Tired of the same old? Want some variety in your life? Then get ready for Kuumba Fest, which promises to be one of the most diverse events in NEFla. Organized by Jax concert promoter David Kennedy and musician E.J. Hervey, the unique shindig features more than a dozen musicians and visual artists.
The concept is an extension of the Bughouse, Kennedy’s now-defunct DIY venue and home. A musician himself, Kennedy noticed that Jacksonville had lost lots of venues in recent years, so in 2018 he opened up his own living room to local and touring acts. He hoped the Bughouse would become a node around which to build a local community of music fans. His goal: to encourage folks to stay for the duration of a show instead of splitting after their friends’ band’s set–and leaving the unfortunate “headliner” to play to no one.

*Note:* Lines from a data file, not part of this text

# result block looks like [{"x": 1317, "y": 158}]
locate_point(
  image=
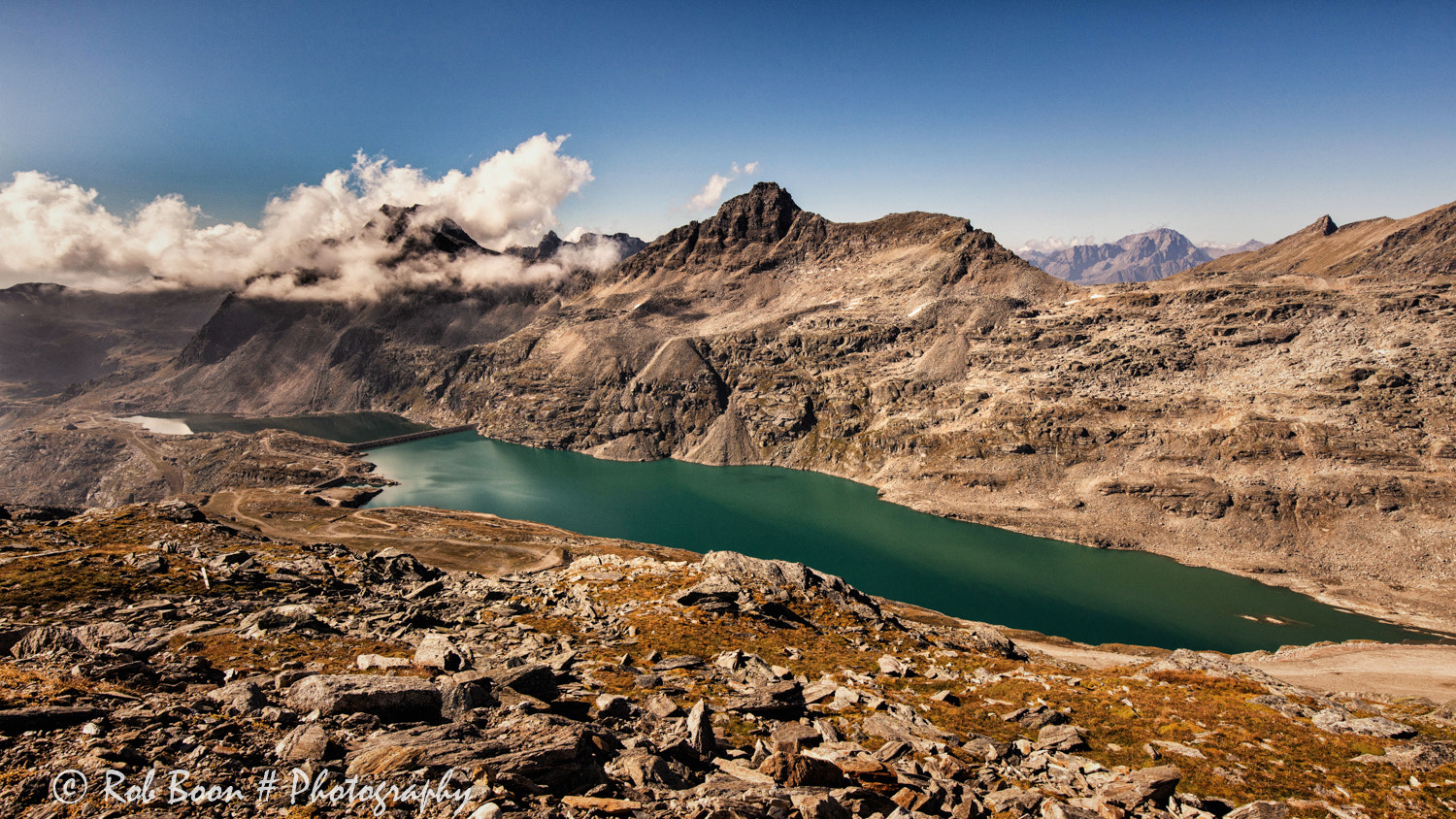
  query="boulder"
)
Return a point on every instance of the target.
[
  {"x": 46, "y": 640},
  {"x": 244, "y": 697},
  {"x": 1336, "y": 720},
  {"x": 436, "y": 650},
  {"x": 797, "y": 770},
  {"x": 533, "y": 679},
  {"x": 390, "y": 699},
  {"x": 1141, "y": 787},
  {"x": 306, "y": 742},
  {"x": 701, "y": 729}
]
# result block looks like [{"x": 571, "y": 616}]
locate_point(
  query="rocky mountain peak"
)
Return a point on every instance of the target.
[
  {"x": 763, "y": 214},
  {"x": 1138, "y": 258},
  {"x": 416, "y": 239},
  {"x": 1324, "y": 226}
]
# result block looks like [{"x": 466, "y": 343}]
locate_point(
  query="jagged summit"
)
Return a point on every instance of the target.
[
  {"x": 763, "y": 214},
  {"x": 1324, "y": 226},
  {"x": 414, "y": 239},
  {"x": 550, "y": 245}
]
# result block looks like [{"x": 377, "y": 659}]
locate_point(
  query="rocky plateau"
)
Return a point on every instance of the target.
[{"x": 169, "y": 659}]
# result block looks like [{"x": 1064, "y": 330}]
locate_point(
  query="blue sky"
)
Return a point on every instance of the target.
[{"x": 1034, "y": 121}]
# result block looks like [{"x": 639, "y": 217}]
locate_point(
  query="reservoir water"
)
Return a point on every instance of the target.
[
  {"x": 346, "y": 428},
  {"x": 841, "y": 527}
]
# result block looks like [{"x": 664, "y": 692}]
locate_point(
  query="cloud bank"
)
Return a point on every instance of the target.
[
  {"x": 55, "y": 230},
  {"x": 713, "y": 189}
]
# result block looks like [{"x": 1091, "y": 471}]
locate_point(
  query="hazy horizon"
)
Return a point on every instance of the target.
[{"x": 1040, "y": 124}]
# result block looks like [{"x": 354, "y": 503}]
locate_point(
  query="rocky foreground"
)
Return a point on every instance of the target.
[{"x": 309, "y": 678}]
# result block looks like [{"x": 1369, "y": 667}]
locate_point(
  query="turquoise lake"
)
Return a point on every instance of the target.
[{"x": 841, "y": 527}]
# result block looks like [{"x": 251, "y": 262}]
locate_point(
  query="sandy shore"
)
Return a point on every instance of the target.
[{"x": 1357, "y": 668}]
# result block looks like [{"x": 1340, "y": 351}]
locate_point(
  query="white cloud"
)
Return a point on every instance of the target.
[
  {"x": 713, "y": 189},
  {"x": 711, "y": 192},
  {"x": 1054, "y": 244},
  {"x": 54, "y": 230}
]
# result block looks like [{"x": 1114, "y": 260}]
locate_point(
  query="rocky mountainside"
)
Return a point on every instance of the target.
[
  {"x": 182, "y": 652},
  {"x": 1286, "y": 413},
  {"x": 1139, "y": 258}
]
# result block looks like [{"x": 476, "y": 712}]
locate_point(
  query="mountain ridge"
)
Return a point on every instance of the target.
[
  {"x": 1232, "y": 414},
  {"x": 1138, "y": 258}
]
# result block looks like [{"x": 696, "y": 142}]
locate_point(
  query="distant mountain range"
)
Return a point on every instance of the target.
[{"x": 1139, "y": 258}]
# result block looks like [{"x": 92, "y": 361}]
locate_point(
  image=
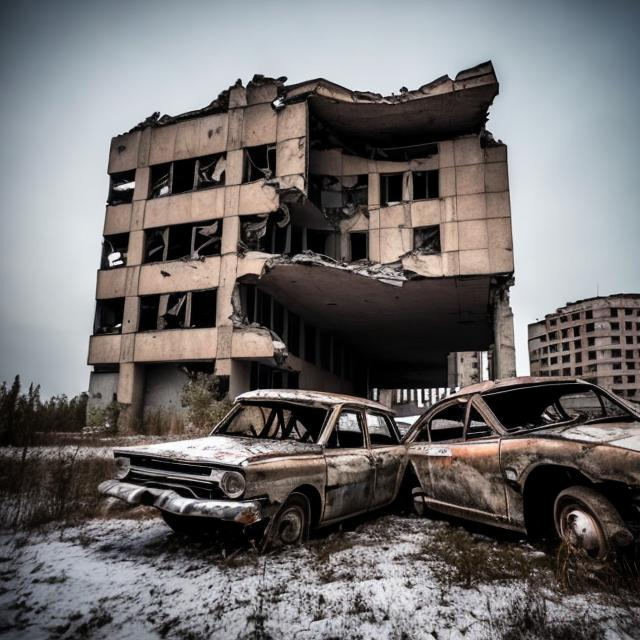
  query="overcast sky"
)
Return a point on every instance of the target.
[{"x": 76, "y": 73}]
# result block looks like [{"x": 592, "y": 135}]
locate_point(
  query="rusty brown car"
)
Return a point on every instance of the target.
[
  {"x": 280, "y": 462},
  {"x": 533, "y": 455}
]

It was a success, at least among young music-lovers. One anonymous interlocutor wasn’t as chuffed. After months of neighborhood harmony, a single complaint brought the landlord down on the Bughouse. Now Kennedy is bringing that same homespun spirit to larger venues throughout the area.

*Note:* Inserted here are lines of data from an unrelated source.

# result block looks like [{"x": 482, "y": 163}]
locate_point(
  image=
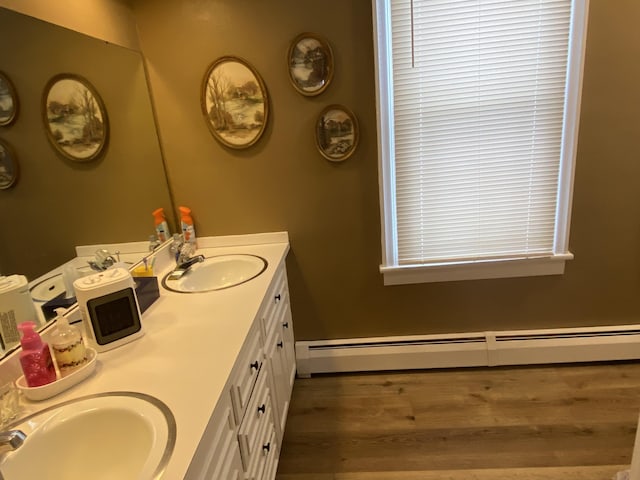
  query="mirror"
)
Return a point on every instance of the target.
[{"x": 55, "y": 203}]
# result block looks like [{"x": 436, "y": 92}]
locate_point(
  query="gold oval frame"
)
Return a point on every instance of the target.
[
  {"x": 337, "y": 142},
  {"x": 8, "y": 90},
  {"x": 233, "y": 79},
  {"x": 79, "y": 115},
  {"x": 320, "y": 59},
  {"x": 14, "y": 170}
]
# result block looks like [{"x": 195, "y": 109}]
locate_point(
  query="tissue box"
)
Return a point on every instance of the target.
[{"x": 147, "y": 291}]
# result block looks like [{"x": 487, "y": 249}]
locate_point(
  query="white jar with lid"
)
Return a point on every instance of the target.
[{"x": 16, "y": 306}]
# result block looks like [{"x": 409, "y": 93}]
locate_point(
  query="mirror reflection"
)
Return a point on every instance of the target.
[{"x": 57, "y": 204}]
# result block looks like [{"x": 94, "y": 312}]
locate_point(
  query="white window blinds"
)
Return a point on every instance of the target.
[{"x": 478, "y": 115}]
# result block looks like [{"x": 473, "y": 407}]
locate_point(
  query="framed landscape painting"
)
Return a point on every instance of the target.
[
  {"x": 310, "y": 64},
  {"x": 8, "y": 101},
  {"x": 234, "y": 102},
  {"x": 75, "y": 117},
  {"x": 8, "y": 166},
  {"x": 336, "y": 133}
]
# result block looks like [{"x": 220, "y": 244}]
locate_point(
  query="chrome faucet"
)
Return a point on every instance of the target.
[
  {"x": 103, "y": 260},
  {"x": 185, "y": 258},
  {"x": 183, "y": 252},
  {"x": 11, "y": 440}
]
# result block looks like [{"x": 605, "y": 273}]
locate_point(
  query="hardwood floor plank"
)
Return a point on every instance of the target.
[{"x": 522, "y": 423}]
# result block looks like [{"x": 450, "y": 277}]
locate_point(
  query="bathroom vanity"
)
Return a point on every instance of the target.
[{"x": 222, "y": 361}]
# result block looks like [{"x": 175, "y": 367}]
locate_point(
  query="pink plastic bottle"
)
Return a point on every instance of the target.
[{"x": 35, "y": 357}]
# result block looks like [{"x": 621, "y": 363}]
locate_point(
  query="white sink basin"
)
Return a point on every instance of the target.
[
  {"x": 217, "y": 273},
  {"x": 121, "y": 435}
]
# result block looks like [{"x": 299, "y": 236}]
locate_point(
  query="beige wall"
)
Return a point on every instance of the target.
[
  {"x": 332, "y": 210},
  {"x": 109, "y": 20},
  {"x": 56, "y": 203}
]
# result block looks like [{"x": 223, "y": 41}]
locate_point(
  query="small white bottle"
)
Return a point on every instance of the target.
[{"x": 67, "y": 345}]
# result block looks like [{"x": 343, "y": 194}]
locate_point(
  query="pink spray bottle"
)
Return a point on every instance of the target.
[{"x": 35, "y": 357}]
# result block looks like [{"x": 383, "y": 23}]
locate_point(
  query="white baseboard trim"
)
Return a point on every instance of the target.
[{"x": 518, "y": 347}]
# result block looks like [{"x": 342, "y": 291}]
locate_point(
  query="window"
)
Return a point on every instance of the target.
[{"x": 478, "y": 106}]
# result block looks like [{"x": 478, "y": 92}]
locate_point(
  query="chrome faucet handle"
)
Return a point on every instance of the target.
[{"x": 11, "y": 440}]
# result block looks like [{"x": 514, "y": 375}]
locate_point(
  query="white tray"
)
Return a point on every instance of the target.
[{"x": 51, "y": 389}]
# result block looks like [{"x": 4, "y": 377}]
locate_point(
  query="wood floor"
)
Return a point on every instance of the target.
[{"x": 524, "y": 423}]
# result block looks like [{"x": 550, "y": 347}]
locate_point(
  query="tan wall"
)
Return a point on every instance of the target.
[
  {"x": 56, "y": 203},
  {"x": 109, "y": 20},
  {"x": 332, "y": 210}
]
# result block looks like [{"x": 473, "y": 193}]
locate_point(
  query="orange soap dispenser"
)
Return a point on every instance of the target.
[{"x": 186, "y": 223}]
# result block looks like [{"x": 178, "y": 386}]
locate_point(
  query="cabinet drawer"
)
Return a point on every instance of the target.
[
  {"x": 276, "y": 300},
  {"x": 246, "y": 372},
  {"x": 226, "y": 463},
  {"x": 258, "y": 418},
  {"x": 271, "y": 453},
  {"x": 265, "y": 461}
]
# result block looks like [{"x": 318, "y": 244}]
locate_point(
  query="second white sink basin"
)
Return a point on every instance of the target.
[
  {"x": 123, "y": 435},
  {"x": 217, "y": 273}
]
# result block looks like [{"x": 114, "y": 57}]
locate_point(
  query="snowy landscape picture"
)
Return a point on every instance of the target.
[
  {"x": 8, "y": 101},
  {"x": 75, "y": 117},
  {"x": 234, "y": 102},
  {"x": 336, "y": 133},
  {"x": 8, "y": 167},
  {"x": 310, "y": 64}
]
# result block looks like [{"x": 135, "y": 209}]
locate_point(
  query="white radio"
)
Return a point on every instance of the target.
[{"x": 109, "y": 308}]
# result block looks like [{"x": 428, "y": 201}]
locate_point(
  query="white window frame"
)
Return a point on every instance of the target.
[{"x": 395, "y": 274}]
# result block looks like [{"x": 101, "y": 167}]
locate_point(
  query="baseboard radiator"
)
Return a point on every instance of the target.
[{"x": 519, "y": 347}]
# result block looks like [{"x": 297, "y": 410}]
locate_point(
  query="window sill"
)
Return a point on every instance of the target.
[{"x": 450, "y": 272}]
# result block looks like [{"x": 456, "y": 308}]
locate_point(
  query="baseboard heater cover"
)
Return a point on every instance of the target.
[{"x": 519, "y": 347}]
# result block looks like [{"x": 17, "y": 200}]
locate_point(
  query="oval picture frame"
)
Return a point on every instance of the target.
[
  {"x": 8, "y": 166},
  {"x": 234, "y": 101},
  {"x": 8, "y": 101},
  {"x": 337, "y": 133},
  {"x": 75, "y": 117},
  {"x": 310, "y": 62}
]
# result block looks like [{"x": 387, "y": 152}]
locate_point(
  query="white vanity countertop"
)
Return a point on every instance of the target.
[{"x": 189, "y": 347}]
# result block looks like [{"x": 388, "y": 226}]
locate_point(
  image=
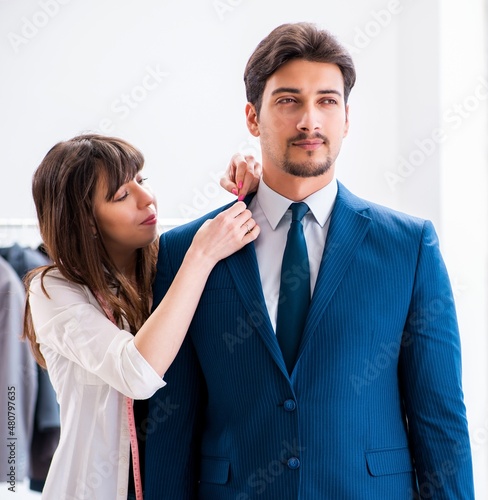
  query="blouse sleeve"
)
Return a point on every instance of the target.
[{"x": 71, "y": 323}]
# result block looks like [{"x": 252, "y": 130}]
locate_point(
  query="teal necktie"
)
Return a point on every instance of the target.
[{"x": 294, "y": 296}]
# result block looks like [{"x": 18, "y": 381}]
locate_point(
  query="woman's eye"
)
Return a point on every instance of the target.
[{"x": 121, "y": 196}]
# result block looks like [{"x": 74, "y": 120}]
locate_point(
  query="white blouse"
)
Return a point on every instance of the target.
[{"x": 92, "y": 365}]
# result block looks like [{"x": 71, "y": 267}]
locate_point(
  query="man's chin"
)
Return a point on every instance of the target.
[{"x": 307, "y": 169}]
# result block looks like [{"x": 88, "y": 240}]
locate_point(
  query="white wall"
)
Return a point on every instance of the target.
[{"x": 167, "y": 76}]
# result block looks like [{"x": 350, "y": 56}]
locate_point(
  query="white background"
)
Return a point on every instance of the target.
[{"x": 167, "y": 76}]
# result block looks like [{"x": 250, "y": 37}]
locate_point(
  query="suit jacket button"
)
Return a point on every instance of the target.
[{"x": 289, "y": 405}]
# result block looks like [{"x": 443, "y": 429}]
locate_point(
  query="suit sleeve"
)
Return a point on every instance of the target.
[
  {"x": 173, "y": 435},
  {"x": 430, "y": 379}
]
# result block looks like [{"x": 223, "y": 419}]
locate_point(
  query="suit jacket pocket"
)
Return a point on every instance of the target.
[
  {"x": 214, "y": 470},
  {"x": 389, "y": 461}
]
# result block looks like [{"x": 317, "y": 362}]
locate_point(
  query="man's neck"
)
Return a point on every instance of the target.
[{"x": 296, "y": 188}]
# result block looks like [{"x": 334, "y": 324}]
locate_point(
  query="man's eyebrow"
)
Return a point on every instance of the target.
[{"x": 293, "y": 90}]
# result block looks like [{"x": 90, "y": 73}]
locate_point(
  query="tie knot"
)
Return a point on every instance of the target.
[{"x": 298, "y": 211}]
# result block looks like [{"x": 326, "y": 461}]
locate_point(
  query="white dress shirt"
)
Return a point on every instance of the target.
[
  {"x": 271, "y": 211},
  {"x": 92, "y": 365}
]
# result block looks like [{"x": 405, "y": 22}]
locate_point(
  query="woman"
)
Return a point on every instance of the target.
[{"x": 86, "y": 314}]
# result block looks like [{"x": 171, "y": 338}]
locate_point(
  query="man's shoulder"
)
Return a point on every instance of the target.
[
  {"x": 184, "y": 233},
  {"x": 378, "y": 213}
]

Enter E.J. Hervey, a Jax musician currently living in Orlando. Hervey has been connected with the Bughouse for about a year, having performed at the venue–he even celebrated his EP release there. In the process, he fell in love with the vibe that Kennedy had been cultivating. Hervey and Kennedy remained in touch and eventually decided to collaborate on a grander scale, to bring the Bughouse’s spirit of positivity to the masses.

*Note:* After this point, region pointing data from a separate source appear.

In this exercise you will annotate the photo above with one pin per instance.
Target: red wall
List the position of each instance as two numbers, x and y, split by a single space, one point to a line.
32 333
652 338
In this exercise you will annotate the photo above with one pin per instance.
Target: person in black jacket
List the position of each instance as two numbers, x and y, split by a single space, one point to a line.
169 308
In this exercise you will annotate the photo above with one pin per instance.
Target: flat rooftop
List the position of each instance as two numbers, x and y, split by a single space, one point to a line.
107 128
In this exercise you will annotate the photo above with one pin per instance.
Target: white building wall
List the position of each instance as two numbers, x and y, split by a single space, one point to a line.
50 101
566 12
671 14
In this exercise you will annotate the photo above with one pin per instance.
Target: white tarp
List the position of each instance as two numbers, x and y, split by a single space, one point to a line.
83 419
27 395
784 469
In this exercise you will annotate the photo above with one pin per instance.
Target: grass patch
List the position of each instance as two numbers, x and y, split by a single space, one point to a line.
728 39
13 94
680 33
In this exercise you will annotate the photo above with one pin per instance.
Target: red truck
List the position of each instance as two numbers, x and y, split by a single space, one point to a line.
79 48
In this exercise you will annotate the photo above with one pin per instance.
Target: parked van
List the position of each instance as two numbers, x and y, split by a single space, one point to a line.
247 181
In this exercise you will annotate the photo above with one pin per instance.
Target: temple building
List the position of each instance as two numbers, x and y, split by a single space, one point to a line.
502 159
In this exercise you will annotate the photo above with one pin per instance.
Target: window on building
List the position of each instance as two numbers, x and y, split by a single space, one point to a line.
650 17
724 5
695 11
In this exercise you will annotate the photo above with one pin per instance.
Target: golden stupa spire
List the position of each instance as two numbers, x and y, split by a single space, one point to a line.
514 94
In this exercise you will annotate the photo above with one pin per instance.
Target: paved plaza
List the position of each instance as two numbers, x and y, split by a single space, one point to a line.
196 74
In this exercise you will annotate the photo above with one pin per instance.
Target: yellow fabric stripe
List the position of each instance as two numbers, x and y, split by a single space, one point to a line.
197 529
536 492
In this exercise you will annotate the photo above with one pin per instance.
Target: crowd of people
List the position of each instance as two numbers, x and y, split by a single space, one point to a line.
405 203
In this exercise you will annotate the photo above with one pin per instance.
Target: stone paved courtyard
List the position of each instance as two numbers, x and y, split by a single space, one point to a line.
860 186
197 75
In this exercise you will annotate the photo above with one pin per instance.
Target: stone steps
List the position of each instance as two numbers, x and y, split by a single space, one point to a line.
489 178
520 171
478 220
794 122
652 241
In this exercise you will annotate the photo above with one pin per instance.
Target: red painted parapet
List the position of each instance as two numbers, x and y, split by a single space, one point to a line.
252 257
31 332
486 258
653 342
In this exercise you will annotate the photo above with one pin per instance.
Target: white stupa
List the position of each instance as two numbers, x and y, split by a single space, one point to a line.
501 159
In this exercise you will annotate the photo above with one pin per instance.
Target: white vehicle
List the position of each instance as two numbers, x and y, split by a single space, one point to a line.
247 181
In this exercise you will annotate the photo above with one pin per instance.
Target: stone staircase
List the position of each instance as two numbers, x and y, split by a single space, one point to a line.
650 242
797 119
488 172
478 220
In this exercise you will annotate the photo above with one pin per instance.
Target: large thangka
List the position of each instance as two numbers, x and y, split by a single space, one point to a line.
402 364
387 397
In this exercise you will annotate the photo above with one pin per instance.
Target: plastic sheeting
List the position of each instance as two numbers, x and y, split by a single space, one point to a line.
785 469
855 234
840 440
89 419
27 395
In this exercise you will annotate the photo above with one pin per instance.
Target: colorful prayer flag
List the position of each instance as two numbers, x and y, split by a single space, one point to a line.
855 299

“Jacksonville has a vibrant arts community,” Kennedy told Folio Weekly. “We want to bridge the gap between the different worlds that are emerging.”
The goal of Kuumba Fest is to expand the scene and let Jax music fans see a side of the city that they might not have noticed often.
It’s a charitable event as well. Kennedy has a history of working with local LGBTQ organization JASMYN. He also donated to the families of last summer’s mass shooting at The Jacksonville Landing. He and Hervey decided to donate a portion of Kuumba Fest proceeds to the Jacksonville Arts & Music School (JAMS), which facilitates creativity in underserved neighborhoods.
Kennedy and Hervey both believe that giving back to the community is vital for any music scene. They both know how expensive art supplies and music lessons can be, so they were understandably excited to help these young people get access to tools to help them be creative.
“It’s a privilege to be creative and JAMS is giving children the ability to create,” says Hervey.
When it came to choosing musicians and visual artists, the Kuumba committee selected participants who were, in Hervey’s words, “diverse in every sense of the word.” He wanted to make sure that artists of all walks of life would have a chance to share their works with the public, regardless of color, gender or sexuality.
The lineup is incredibly diverse, featuring a wide array of musicians. Rappers Simpo and The Black Toilet share the stage with the jazz-funk stylings of Stank Sauce. Other musicians include queer singer and rapper GeeXella, singer-songwriter Matilda and electronic pop duo Colorknot. Rounding out the list of performers are R&B artists Akaimarje and Drew on the internet.
Visual artists include Jadyn Art, Ashy Artt, Kenny, Kevin Mierez-Galo and Kiyomi, as well as Gabs Mara, Val and Acquired Heart.
If you’re wondering about the name, “Kuumba” is a Swahili word that means “creativity.” It’s the theme of Kwanzaa’s sixth day of celebration. And Hervey feels a special connection to it. While studying at Harvard, his mother, Dr. Joy Gorham Hervey, performed in a black history choir called Kuumba. Her son loved what they did on stage so much that he was inspired to use the name for this festival.
When asked what the future holds for Kuumba Fest, both Hervey and Kennedy say they are dedicated to making this an ongoing project. Many artists wanted to be involved, but couldn’t due to scheduling issues. So don’t be surprised to see future Kuumba Fests, celebrating creativity all around us.